Bu ülkede zenginlik ve yoksulluk, Tanzimat’tan bu yana yalnızca iktisadî, hatta iktisadî-toplumsal değil, aynı zamanda bir kültürel yarılmaya denk düşüyor: Servet merdiveninin tepelerine tırmandıkça “alafranga” yaşam tarzı daha bir değer kazanıyor. Reşat Nuri Güntekin romanlarından 1960-70’lerin Yeşilçam filmlerine dek sinmiş bir klişe bu: zenginler yalılarda, villalarda oturur, viskinin, şampanyanın su gibi aktığı partiler verir, kadınları açık saçık giyinir, canlarının istediğiyle sevişir. Kadın-erkek hepsi halkın değerlerine tepeden bakar… Yoksullar gecekondularda oturur, ağırbaşlı, dindar, ahlâklıdırlar; kadınları mutaassıp giyinir, sadık eş, fedakâr analardır…

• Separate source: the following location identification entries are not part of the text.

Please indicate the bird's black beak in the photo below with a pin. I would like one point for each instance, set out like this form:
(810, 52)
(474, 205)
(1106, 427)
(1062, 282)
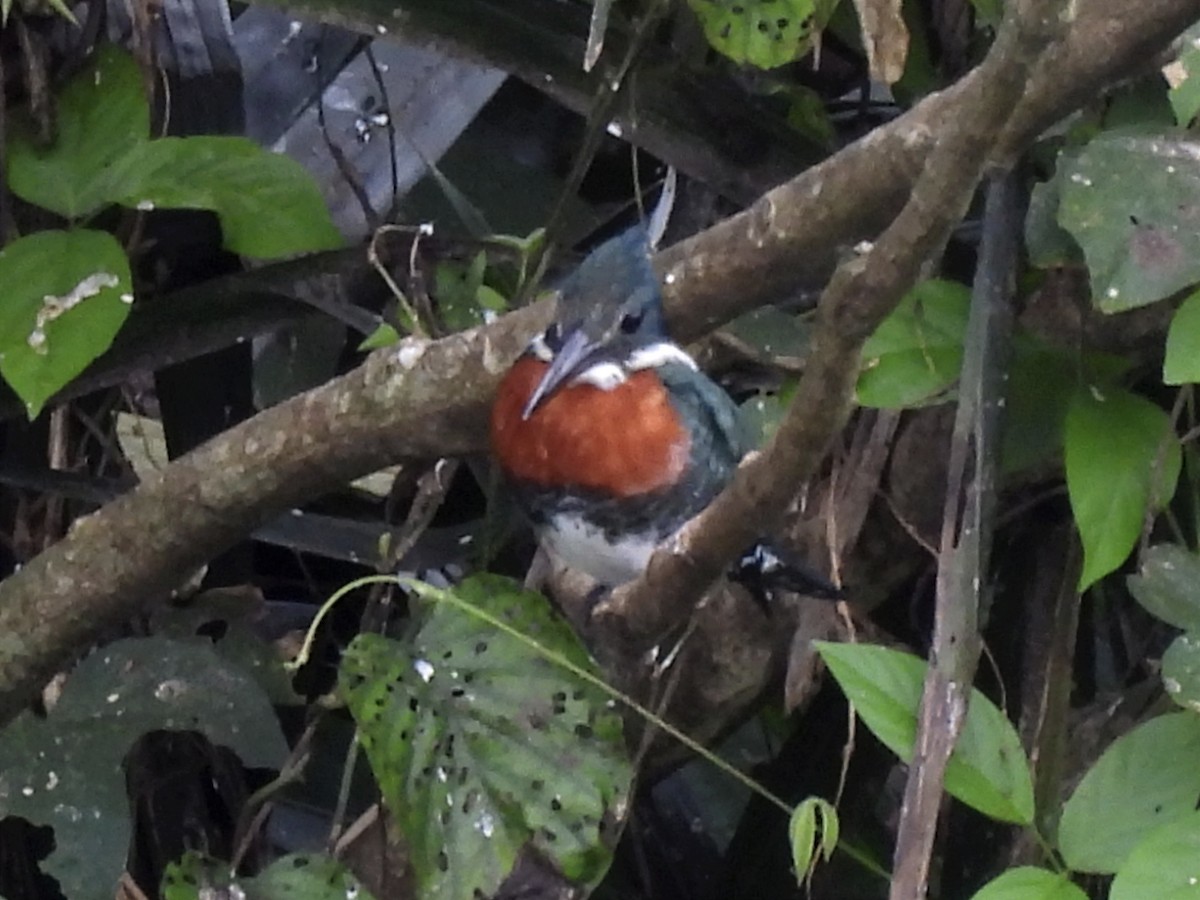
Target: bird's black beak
(569, 361)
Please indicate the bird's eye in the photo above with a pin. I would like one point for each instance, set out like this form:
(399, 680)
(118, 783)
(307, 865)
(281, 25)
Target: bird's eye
(630, 322)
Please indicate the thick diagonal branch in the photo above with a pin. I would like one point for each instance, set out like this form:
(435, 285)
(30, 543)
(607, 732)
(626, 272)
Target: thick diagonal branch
(430, 400)
(861, 294)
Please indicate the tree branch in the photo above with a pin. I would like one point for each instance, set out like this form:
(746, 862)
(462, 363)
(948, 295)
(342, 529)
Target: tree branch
(861, 294)
(429, 400)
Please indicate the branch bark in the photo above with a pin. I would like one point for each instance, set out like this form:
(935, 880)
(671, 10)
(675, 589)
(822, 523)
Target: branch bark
(861, 294)
(429, 400)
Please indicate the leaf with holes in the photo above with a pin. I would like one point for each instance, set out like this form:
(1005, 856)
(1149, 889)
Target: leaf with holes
(299, 876)
(1122, 461)
(763, 33)
(484, 748)
(1132, 205)
(65, 769)
(64, 298)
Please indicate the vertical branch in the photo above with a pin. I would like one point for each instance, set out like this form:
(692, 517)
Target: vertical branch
(967, 528)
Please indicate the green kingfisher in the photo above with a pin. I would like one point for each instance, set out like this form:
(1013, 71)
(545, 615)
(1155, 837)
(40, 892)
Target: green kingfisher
(609, 432)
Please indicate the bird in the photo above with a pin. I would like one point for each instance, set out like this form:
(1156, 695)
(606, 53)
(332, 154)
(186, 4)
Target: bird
(610, 433)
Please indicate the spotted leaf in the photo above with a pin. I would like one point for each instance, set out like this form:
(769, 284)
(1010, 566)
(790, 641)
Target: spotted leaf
(763, 33)
(484, 748)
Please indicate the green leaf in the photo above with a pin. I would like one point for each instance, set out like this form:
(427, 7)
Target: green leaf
(457, 291)
(917, 352)
(1121, 201)
(988, 769)
(1181, 671)
(102, 114)
(298, 876)
(268, 203)
(1049, 245)
(1043, 382)
(1117, 447)
(763, 33)
(383, 336)
(1144, 779)
(1027, 882)
(64, 295)
(1168, 585)
(1182, 363)
(813, 814)
(65, 771)
(1185, 93)
(1163, 864)
(483, 747)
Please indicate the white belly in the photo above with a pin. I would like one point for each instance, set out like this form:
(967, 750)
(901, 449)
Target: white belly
(585, 547)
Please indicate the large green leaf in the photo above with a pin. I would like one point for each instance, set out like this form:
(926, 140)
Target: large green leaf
(1131, 203)
(1145, 778)
(988, 768)
(916, 353)
(1168, 585)
(483, 747)
(298, 876)
(102, 114)
(1163, 864)
(64, 295)
(1027, 882)
(1119, 447)
(763, 33)
(65, 771)
(268, 203)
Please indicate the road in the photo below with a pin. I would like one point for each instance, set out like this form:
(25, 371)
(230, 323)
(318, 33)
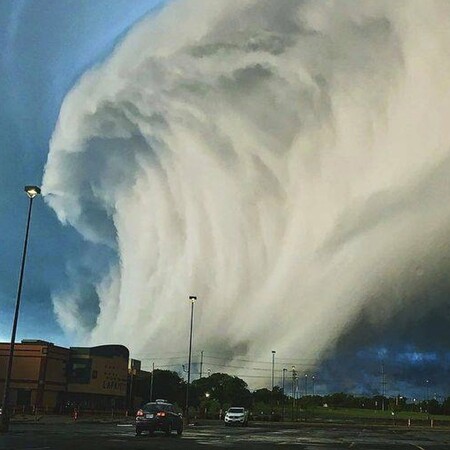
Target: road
(84, 436)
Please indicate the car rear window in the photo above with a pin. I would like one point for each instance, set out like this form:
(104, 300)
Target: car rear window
(155, 407)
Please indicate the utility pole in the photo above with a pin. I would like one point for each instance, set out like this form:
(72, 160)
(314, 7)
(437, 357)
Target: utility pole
(192, 299)
(201, 363)
(283, 379)
(151, 382)
(294, 377)
(273, 382)
(383, 386)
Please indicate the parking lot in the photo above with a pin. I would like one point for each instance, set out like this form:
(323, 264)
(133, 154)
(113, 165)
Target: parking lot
(83, 436)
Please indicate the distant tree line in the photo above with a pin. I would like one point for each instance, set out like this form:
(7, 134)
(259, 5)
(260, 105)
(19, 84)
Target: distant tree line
(211, 395)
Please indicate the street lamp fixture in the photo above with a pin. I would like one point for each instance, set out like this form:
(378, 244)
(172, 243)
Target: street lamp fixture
(32, 192)
(192, 299)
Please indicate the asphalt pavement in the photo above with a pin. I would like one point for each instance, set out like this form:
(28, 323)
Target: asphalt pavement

AKP, yoksulların zihinlerinde birikmiş bu klişeler çökeltisini mükemmel bir propaganda aracına dönüştürmesini bildi. Kabul etmek gerekir ki, “kodaman”ları ülkenin nihaî olarak “Batılılaşma” idealini paylaşan geleneksel sağ partilerden çok daha başarılıydı bu konuda. Yalnızca orta Anadolu Sünnîlerine çok cazip gelen partisinin (siyasal) İslâmcı retoriğiyle değil. Aynı zamanda, vasat bir dindarlıkla, tek parti döneminden bu yana CHP ile özdeşleştirilen elitizme tepki ve Tanzimat’tan bu yana alt sınıflarda süregelen “alafrangalık” nefretini birbirine katıştırarak tabanını ortak bir “biz”lik duygusunda birleştirecek bir çimentoya dönüştürdü. “Biz” çalışkan, çilekeş, milliyetçi-maneviyatçı mazlumlardık. “Cehape” bizi tarihimizden koparmış, alafrangalaşmaya zorlamış, camilerimizi ahıra dönüştürmüştü… “Onların” çocukları, Geziciler camide içki içmiş, Dolmabahçe’de “başörtülü bacı”ya saldırmış, “faiz lobisi” doları ise yükselterek milleti fakirleştirmişti. Yöneticilerimizin bizi yüzyıldır benzetmeye çalıştığı Batı bizim gelişmemizi, zenginleşmemizi istemiyor, her hamlemize taş koyuyordu… 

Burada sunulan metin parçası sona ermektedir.